Mit halber Geschwindigkeit ins neue Zeitalter

■ Japan läßt sich Zeit auf der Datenautobahn: Noch ist den Firmen nämlich gar nicht klar, wie mit den neuen technischen Möglichkeiten Geld zu verdienen ist

1971 veröffentlichte das damals noch recht wenig bekannte japanische Wirtschaftsministerium (MITI) einen Aufruf: „Vorbereitung auf die Informationsgesellschaft“. In diesem Papier begründete das MITI seine moderne Industriepolitik.
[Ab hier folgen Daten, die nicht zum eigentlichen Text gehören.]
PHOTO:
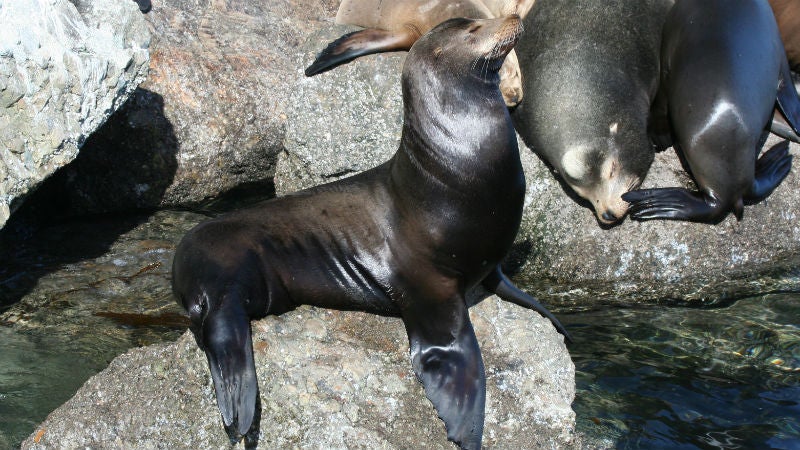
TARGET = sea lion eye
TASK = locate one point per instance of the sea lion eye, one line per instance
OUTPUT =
(198, 310)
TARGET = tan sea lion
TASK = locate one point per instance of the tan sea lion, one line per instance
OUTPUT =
(396, 25)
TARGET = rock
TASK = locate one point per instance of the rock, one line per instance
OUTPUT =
(346, 120)
(65, 66)
(211, 116)
(328, 379)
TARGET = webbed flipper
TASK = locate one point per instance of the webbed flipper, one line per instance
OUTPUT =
(359, 43)
(498, 283)
(447, 360)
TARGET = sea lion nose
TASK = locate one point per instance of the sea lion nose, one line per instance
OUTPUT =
(609, 216)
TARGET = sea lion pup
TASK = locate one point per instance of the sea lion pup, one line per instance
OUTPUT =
(723, 72)
(408, 238)
(396, 25)
(591, 72)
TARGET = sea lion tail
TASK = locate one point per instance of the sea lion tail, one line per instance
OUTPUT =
(359, 43)
(788, 100)
(498, 283)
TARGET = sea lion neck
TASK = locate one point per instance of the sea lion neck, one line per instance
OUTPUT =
(436, 106)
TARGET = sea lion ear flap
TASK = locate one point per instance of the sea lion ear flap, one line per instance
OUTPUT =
(451, 370)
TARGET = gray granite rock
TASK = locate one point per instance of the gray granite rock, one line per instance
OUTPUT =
(328, 379)
(211, 116)
(65, 66)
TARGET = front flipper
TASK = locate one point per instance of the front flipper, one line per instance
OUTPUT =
(771, 168)
(497, 283)
(360, 43)
(788, 100)
(447, 360)
(675, 204)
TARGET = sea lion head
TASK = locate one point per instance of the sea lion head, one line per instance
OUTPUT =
(467, 48)
(602, 170)
(221, 327)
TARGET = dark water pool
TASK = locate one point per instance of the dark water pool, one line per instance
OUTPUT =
(687, 378)
(673, 377)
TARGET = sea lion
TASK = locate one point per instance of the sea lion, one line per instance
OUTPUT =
(396, 25)
(407, 238)
(591, 73)
(723, 72)
(144, 5)
(787, 15)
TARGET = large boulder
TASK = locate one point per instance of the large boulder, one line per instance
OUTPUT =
(65, 66)
(211, 116)
(328, 379)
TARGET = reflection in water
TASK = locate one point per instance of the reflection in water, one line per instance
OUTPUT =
(677, 377)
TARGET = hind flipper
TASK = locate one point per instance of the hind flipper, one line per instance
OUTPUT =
(447, 360)
(360, 43)
(498, 283)
(675, 204)
(781, 128)
(771, 168)
(788, 100)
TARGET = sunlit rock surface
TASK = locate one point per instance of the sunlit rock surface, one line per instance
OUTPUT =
(65, 66)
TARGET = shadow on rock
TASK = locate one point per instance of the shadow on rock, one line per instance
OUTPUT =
(122, 170)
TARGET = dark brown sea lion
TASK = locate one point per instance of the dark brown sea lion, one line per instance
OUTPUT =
(396, 25)
(408, 238)
(591, 72)
(724, 71)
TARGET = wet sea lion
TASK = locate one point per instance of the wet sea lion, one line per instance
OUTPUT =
(396, 25)
(408, 238)
(724, 71)
(591, 73)
(144, 5)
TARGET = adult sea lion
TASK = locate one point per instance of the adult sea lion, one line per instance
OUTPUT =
(724, 71)
(396, 25)
(591, 73)
(407, 238)
(787, 15)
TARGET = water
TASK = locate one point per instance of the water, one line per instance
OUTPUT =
(648, 378)
(688, 378)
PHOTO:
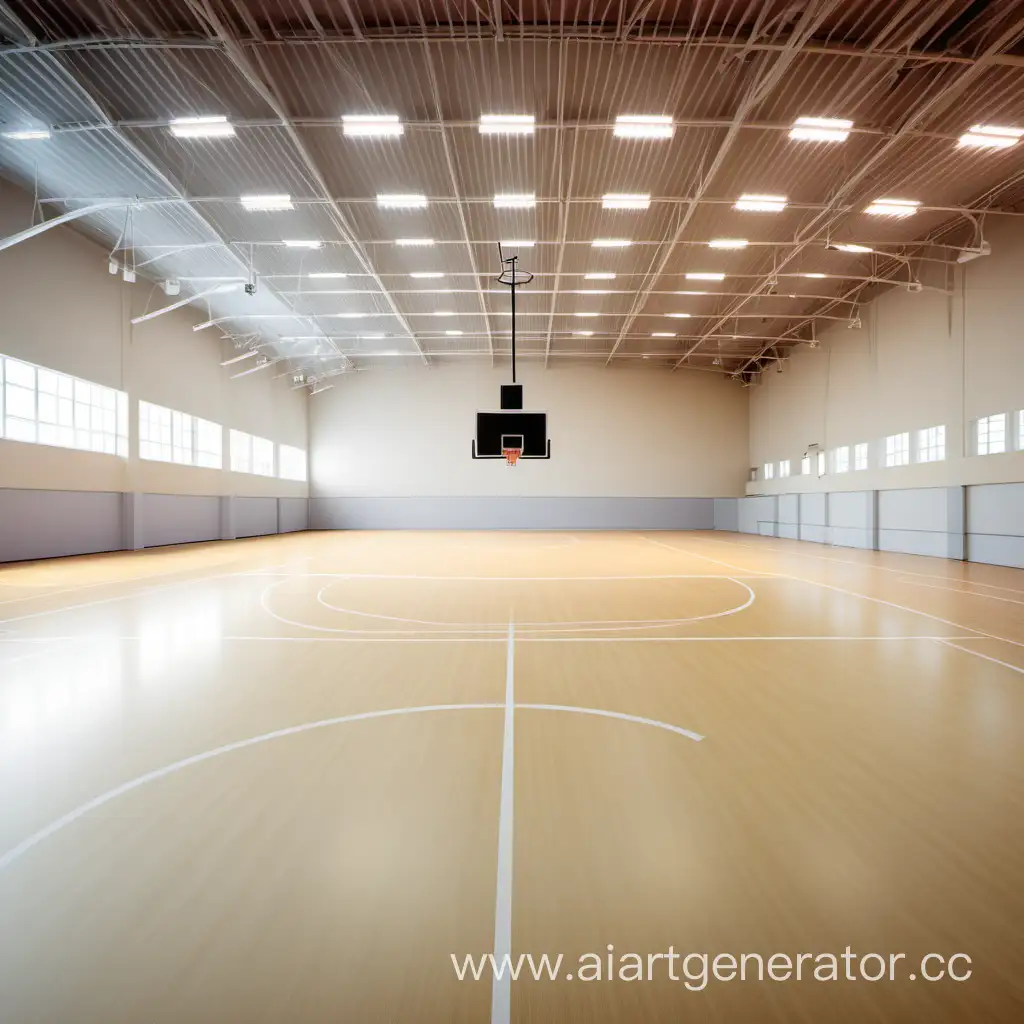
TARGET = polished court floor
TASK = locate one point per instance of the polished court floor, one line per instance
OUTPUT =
(285, 779)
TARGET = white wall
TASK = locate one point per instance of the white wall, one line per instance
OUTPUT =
(61, 309)
(921, 359)
(615, 432)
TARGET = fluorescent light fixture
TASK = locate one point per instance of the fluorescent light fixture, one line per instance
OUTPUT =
(507, 124)
(626, 201)
(28, 134)
(206, 127)
(372, 125)
(401, 201)
(515, 201)
(820, 129)
(893, 207)
(268, 204)
(643, 126)
(755, 203)
(991, 137)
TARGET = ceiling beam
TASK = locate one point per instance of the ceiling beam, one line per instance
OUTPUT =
(266, 91)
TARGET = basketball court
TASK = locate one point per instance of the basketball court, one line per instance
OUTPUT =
(291, 783)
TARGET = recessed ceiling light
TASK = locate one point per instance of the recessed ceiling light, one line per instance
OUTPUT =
(821, 129)
(626, 201)
(991, 136)
(893, 207)
(372, 125)
(27, 134)
(515, 201)
(205, 127)
(266, 203)
(754, 203)
(400, 201)
(643, 126)
(507, 124)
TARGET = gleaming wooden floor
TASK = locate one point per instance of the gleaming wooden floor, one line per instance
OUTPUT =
(205, 818)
Die Erfolge dieser Politik sicherten Japan in den achtziger Jahren einen Vorsprung in den relevanten Technologien, den man aber in den meisten Bereichen heute bereits wieder eingebüßt hat.

Insofern begleitet Japan die Brüsseler Gespräche als erfahrene, aber keinesfalls übermächtige Technologiemacht. Entsprechend distanziert hat der japanische Postminister Shun Oide das Ziel des G-7-Treffens in Tokio der Öffentlichkeit vorgestellt: Man wolle dort ein Versprechen der Clinton-Administration einlösen, welche ihren Wählern die Datenautobahn als großes Zukunftsprojekt verkauft hätte.

Im Grunde verschmäht auch die Tokioter Regierung die Beschwörung des Multimedia-Zeitalters nicht – sie lenkt von der fälligen kritischen Standortdebatte in Japan ab. Doch möglicherweise noch tiefer als in Europa sitzt in Japan die Angst vor der amerikanischen Dominanz: Die US-Regierung wolle mit ihrer G-7-Initiative die Entstehung nationaler Multimediamärkte zu einem Zeitpunkt verhindern, wo amerikanische Firmen in den Technologien noch führend sind – so lautet zumindest das Urteil des MITI.

Sein Chef Ryutaro Hashimoto, ein in vielen Handelskonflikten erprobter Widersacher des amerikanischen Wirtschaftsliberalismus, begleitet deshalb Postminister Oide nach Brüssel, um dort Washington abzubremsen und EU- Europa zu beruhigen. Klare Frontstellung wird die japanische Regierung gegen weitgehende Deregulierungsvorschläge der Amerikaner beziehen, welche eine nationalstaatliche Lenkung der betroffenen Industrien in Zukunft unmöglich machen würde. Gleichzeitig aber werden Hashimoto und Oide ihre europäischen Kollegen vor einem übertriebenen Unterlegenheitsgefühl gegenüber einer scheinbar vorauseilenden US-Industrie warnen: Datenautobahnen samt Multimedia-Anwendungen gehören zwar in die Zukunft, aber diese Zukunft hat Zeit – das ist die Botschaft des MITI und seiner gut befreundeten Unternehmen wie zum Beispiel Sony und Matsushita.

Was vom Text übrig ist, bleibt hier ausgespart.